2

I am running a product recommendation using ALS method on retail transaction data. A simple question struck my mind on the using the methodology in case of implicit ratings. In my case I am using the quantities of different products bought by customer as my implicit rating. My question is if I am normalizing the quantities, should I normalize with respect to each product or each customer.

For example if I am using a normalizing there are the following two cases that I am puzzled with. Which one is ideal in my scenario?

Case a: Rating of Customer 1 on product 1 is = quantity of product 1 bought by customer 1/sum of quantities of all products bought by customer 1

Case b: Rating of Customer 1 on product 1 is = quantity of product 1 bought by customer 1/sum of quantities of product 1 bought by all customers

P.S. I am fairly new to this community and this is my first question. :)

Aditi
  • 23

1 Answers1

1

Without knowing what you refer to as ALS I'd say crafting the two features you answer two different questions:

The first way answers the question: What did that customer think about that product in the past?

The second feature answers the question: What did all customers think about this product in the past?

First of all when you have a choice of which features you should use an easy way of figuring out which ones are the 'good'/right ones and which ones are the bad ones is to craft both of them, let the model run and assess by any means (feature importance / evaluate the model 4 times, once without both features, two times with only one of the two features, one final time with both of them / ...) the model performance depending on those features.
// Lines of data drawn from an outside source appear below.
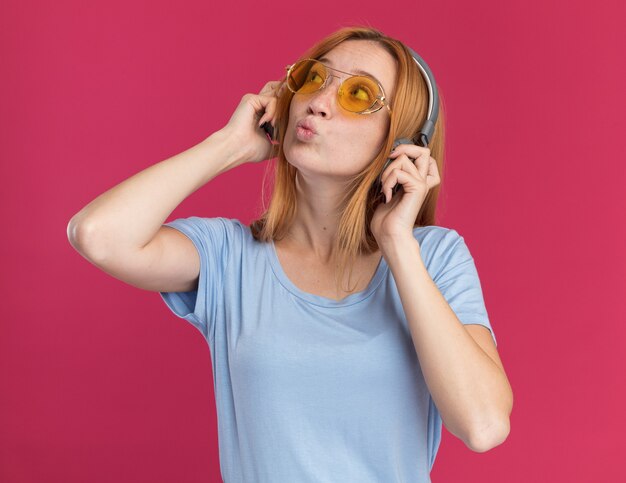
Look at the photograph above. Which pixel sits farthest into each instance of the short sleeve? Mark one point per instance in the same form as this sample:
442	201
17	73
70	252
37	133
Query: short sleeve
454	272
210	236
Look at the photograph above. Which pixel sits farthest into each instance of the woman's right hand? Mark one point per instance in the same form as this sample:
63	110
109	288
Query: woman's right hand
244	129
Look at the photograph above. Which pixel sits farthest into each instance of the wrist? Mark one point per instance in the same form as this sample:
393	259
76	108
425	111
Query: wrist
395	249
228	147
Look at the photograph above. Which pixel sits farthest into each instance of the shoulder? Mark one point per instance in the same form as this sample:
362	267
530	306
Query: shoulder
436	237
441	246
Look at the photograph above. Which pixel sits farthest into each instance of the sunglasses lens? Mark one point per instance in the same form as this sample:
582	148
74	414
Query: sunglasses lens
306	76
358	94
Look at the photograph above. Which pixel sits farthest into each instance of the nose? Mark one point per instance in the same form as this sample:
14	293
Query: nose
322	102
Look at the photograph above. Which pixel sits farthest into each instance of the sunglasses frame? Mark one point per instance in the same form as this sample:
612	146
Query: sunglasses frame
380	101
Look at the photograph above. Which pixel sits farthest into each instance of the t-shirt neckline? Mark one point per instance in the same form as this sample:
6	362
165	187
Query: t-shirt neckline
379	275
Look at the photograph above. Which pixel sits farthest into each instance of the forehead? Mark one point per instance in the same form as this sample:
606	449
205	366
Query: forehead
365	56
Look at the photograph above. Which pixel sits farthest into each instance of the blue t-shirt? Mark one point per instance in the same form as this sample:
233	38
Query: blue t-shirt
311	389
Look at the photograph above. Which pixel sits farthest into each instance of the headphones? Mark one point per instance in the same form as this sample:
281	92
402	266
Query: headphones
424	136
425	133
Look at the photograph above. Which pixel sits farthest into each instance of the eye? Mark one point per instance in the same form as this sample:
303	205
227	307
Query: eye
314	77
361	92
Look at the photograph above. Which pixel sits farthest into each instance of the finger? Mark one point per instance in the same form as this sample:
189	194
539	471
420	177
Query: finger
423	165
433	178
404	178
411	150
270	86
268	115
403	162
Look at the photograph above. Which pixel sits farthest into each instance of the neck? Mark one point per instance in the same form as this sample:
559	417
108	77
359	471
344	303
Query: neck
317	218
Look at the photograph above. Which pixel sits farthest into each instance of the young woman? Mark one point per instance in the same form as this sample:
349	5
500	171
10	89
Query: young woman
344	325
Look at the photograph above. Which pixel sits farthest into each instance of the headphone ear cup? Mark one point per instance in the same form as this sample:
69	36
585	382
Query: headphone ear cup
379	183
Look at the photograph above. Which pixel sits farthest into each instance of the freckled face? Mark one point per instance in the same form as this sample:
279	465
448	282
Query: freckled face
344	142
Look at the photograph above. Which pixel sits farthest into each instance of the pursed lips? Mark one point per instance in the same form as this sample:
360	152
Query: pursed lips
307	126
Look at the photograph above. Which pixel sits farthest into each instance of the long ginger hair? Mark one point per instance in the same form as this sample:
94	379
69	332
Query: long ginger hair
409	110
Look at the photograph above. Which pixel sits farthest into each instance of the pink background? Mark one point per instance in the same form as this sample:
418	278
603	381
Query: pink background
99	382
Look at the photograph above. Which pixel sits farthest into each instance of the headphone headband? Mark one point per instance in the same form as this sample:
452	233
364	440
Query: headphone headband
426	131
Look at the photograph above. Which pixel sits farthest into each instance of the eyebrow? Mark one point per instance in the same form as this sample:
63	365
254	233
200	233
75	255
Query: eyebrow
357	71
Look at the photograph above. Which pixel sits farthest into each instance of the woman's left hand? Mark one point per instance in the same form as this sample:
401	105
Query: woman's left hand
417	172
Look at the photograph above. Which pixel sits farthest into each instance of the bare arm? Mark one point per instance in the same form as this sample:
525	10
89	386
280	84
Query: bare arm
122	232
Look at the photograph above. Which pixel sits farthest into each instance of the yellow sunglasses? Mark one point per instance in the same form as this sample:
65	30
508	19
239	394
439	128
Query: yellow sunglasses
357	93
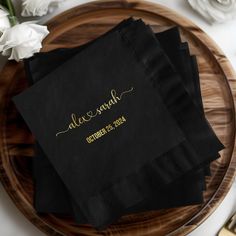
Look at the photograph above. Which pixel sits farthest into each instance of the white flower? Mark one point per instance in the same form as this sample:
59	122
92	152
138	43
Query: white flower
38	7
4	21
215	10
22	40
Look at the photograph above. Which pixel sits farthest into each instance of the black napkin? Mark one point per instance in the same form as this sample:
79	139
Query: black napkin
49	185
170	168
105	173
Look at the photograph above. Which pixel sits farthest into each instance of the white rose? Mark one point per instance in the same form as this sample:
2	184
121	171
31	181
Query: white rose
38	7
215	10
4	21
22	40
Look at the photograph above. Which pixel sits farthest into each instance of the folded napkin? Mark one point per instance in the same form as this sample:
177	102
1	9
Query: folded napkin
108	131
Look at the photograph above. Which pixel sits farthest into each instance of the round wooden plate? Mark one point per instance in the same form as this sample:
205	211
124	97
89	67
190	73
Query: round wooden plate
80	25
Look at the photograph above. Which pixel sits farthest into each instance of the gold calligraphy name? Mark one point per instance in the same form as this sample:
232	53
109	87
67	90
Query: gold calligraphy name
77	121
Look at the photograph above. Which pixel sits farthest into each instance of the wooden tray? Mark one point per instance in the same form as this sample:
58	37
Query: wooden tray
75	27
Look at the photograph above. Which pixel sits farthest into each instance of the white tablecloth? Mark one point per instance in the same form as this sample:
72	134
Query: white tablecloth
13	223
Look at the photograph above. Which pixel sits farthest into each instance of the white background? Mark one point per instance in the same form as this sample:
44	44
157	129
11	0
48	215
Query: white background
13	223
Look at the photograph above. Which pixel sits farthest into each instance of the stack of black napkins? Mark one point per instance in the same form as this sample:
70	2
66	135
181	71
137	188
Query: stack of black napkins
119	124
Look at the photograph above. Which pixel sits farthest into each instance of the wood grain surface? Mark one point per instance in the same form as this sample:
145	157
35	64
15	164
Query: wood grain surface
80	25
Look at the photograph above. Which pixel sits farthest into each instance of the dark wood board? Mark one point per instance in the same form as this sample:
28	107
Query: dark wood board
82	24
This is an 'automatic' way that will guide you towards new questions/insights.

For this particular scenario I would say whether feature number 1 is useful depends on the 'usual' customer behaviour: Does it happen often that a certain customer buys the same product often? In that case feature nr. 1 is particularly useful because it gives a personally tailored estimation of the 'value' of thet product to that particular customer (while features nr. 2 only gives a rough estimate of the average value of that product to all customers but does not express anything about how important that product is for the customer in question).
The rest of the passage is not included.